Sessanta chilometri a sud di Minya la fascia verde lungo la riva orientale del Nilo si interrompe e si apre un'ansa di deserto pianeggiante, circa dieci chilometri da nord a sud e cinque dal fiume alle falesie. A prima vista non c'è quasi nulla da guardare: un villaggio moderno, un cimitero che avanza sulla sabbia, file di bassi monconi di mattoni crudi, una strada nera che corre verso nord e non porta da nessuna parte. È proprio quel vuoto la ragione per venire fin qui. Si trova dentro una città che contò forse trentamila abitanti, che fu tirata su dal nulla in meno di dieci anni e abbandonata nel giro di una generazione.
Era Akhetaton, l'Orizzonte di Aton, fondata dal faraone Akhenaton attorno al quinto anno del suo regno e portata a termine come capitale verso il 1332 a.C., quando la corte fece i bagagli e tornò a nord. Il nome moderno, Tell el-Amarna, sovrappone il villaggio di el-Till ai Beni Amran, la tribù locale. Nessun antico egizio la chiamò mai così.
Ciò che rende Amarna straordinaria non è quello che resta in piedi, ma il fatto che sopra non sia mai stato costruito nient'altro. Le altre città egizie furono ricostruite per tremila anni; questa fu abitata una volta sola e poi lasciata, così la pianta di un'intera città antica giace pochi centimetri sotto la sabbia.
In breve
Nome antico: Akhetaton, l'Orizzonte di Aton
Dove: riva orientale del Nilo, nel governatorato di Minya, fra i villaggi di el-Till e el-Hagg Qandil
Distanze: circa 310 km a sud del Cairo, 60 km a sud di Minya, 75 km a nord di Asyut
Tempi di percorrenza: dalle 4,5 alle 5 ore dal Cairo; circa 1,5 ore da Minya
Costruzione: iniziata attorno all'anno 5 del regno di Akhenaton, completata entro l'anno 9, abitata per una quindicina d'anni
Biglietto del sito: 200 EGP (circa 4 USD) per i visitatori stranieri, con la tomba reale a pagamento separato
Orari: dalle 8 alle 16 secondo gli archeologi che vi scavano; il listino del Ministero indica dalle 8 alle 17
Tempo necessario: una giornata intera, due se vuole vedere anche le tombe sud
Spostamenti: tenga il veicolo per tutta la giornata. Il sito è troppo esteso per essere percorso a piedi.
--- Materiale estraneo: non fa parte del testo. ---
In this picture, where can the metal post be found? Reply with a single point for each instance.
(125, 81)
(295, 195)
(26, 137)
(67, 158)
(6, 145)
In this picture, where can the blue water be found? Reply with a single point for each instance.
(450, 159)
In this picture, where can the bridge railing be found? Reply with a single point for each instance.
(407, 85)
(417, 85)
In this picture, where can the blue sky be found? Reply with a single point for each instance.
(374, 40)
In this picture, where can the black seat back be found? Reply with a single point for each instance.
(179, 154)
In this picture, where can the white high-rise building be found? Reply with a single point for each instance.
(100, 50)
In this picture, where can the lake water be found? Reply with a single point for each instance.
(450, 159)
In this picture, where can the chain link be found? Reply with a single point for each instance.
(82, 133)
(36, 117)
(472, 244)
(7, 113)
Dove si trova Amarna e perché Akhenaton scelse questo luogo
La ragione dichiarata da Akhenaton per la scelta del luogo è che non apparteneva a nessuno. I testi delle stele di confine insistono sul fatto che quella terra non era di alcun dio, di alcuna dea, di alcun sovrano e di alcun funzionario, e che fu Aton stesso a indicarla. La geografia diede una mano: vista dal fiume, la breccia nelle falesie orientali dove il Wadi Reale penetra verso l'interno somiglia al geroglifico dell'orizzonte, un disco solare che sorge fra due colline. E poi il sito sta a metà strada fra Menfi e Tebe.
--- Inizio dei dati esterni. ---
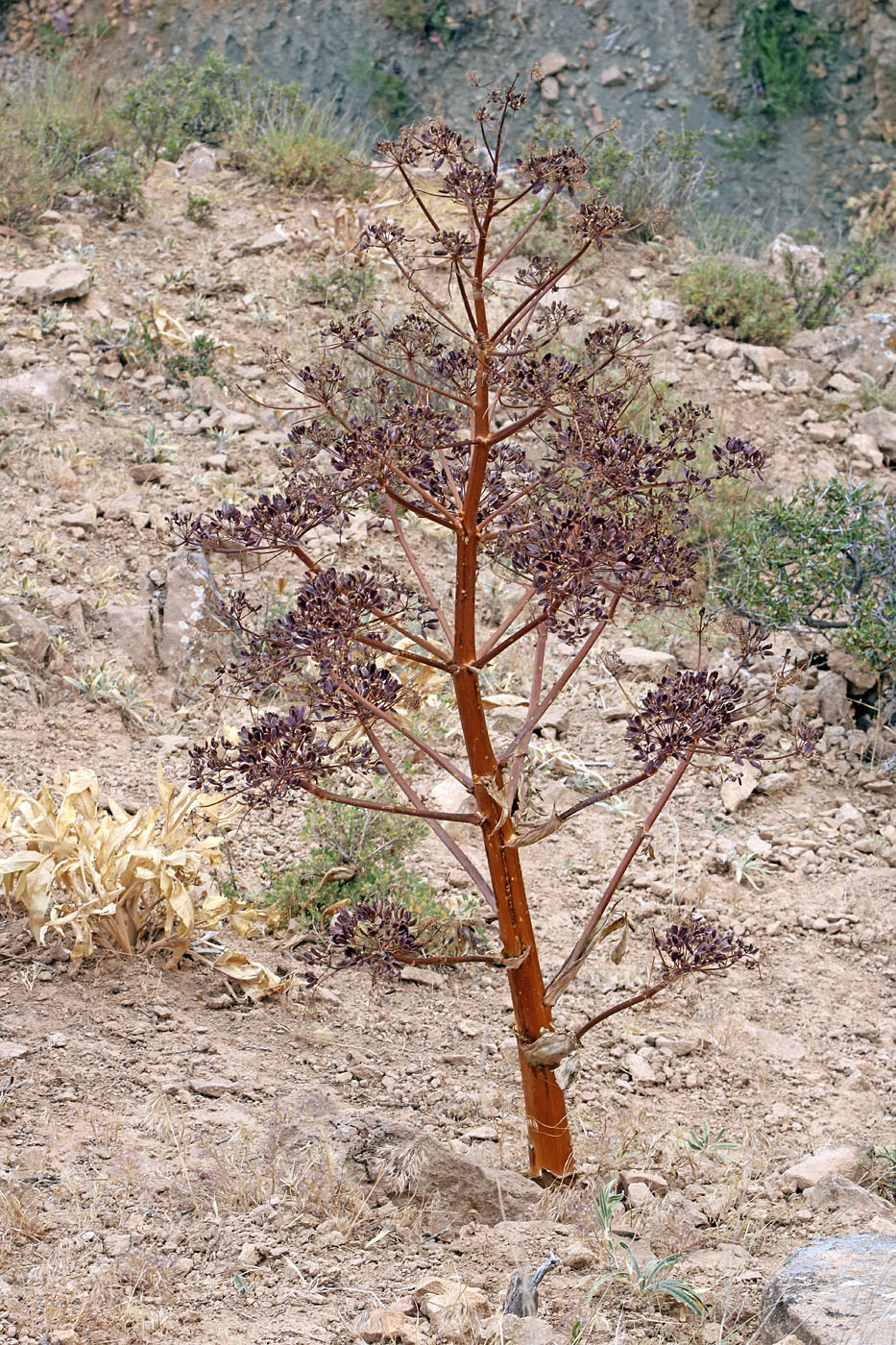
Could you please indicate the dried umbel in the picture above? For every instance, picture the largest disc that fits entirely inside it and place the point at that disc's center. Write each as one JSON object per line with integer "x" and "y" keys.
{"x": 463, "y": 416}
La città si sviluppava in modo discontinuo per circa sei chilometri lungo il fiume. La Città Centrale ospitava il Grande Tempio di Aton, il Piccolo Tempio di Aton, il Grande Palazzo e gli uffici dell'amministrazione; l'abitato fitto della Città Principale si estendeva per 2,7 chilometri verso sud, mentre il Palazzo Nord e il Palazzo Nord sul Fiume, dove con ogni probabilità viveva la famiglia reale, si trovavano a monte.
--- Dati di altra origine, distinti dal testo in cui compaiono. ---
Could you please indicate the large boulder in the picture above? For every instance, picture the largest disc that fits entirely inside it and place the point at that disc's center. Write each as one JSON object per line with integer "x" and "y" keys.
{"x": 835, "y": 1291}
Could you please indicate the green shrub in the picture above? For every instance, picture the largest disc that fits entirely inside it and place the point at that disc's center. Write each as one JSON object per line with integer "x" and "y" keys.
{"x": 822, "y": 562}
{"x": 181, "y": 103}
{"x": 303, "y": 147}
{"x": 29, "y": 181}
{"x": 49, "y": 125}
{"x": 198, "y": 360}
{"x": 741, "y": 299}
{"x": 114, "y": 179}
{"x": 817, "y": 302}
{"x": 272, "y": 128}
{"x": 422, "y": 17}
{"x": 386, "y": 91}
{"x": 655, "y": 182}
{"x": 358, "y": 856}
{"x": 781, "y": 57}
La religione che costruì una città
Akhenaton salì al trono come Amenhotep IV, Amon è soddisfatto. Nel quinto anno di regno cambiò nome in Akhenaton, all'incirca Colui che è utile ad Aton, e vincolò lo Stato a un unico dio visibile: il disco solare, raffigurato come un cerchio con raggi che terminano in piccole mani. Le date del suo regno restano incerte: gli egittologi lavorano con il 1353-1336 a.C. oppure con il 1351-1334 a.C.
Se sia stato il primo monoteismo della storia è una delle discussioni più lunghe della disciplina. Alcuni leggono il culto di Aton come autenticamente monoteista; altri parlano di monolatria, enoteismo o teologia solare sincretica, notando che le prime iscrizioni di Akhenaton nominano ancora Atum, Osiride e Anubi. Le conseguenze politiche, invece, non sono in dubbio: i templi di Amon a Karnak controllavano ricchezze enormi e un potere sacerdotale altrettanto grande, e la nuova religione li colpiva in modo diretto. Sul pantheon che mise da parte, veda la nostra guida agli dèi dell'antico Egitto.
Con la religione cambiò anche l'arte, che abbandonò le convenzioni senza tempo dell'epoca precedente per crani allungati, cosce massicce, ventri rilassati e scene intime del re e della regina con le figlie in grembo. Le spiegazioni mediche della fisionomia reale, fra cui la sindrome di Marfan, circolano da un secolo e nessuna ha retto; oggi la maggior parte degli egittologi legge quello stile come un linguaggio religioso deliberato.
Le stele di confine
Akhenaton non si limitò a fondare la città: la recintò giuridicamente. Si conoscono quattordici stele di confine, scolpite nelle falesie di entrambe le rive, che delimitano un territorio di circa 20-25 chilometri da una sponda all'altra della valle e 13 chilometri da nord a sud. Flinders Petrie le catalogò con lettere nel 1891 e nel 1892; la stele X si aggiunse nel 1901 e la stele H soltanto nel 2006, il che dice quanto del sito resti ancora da chiarire.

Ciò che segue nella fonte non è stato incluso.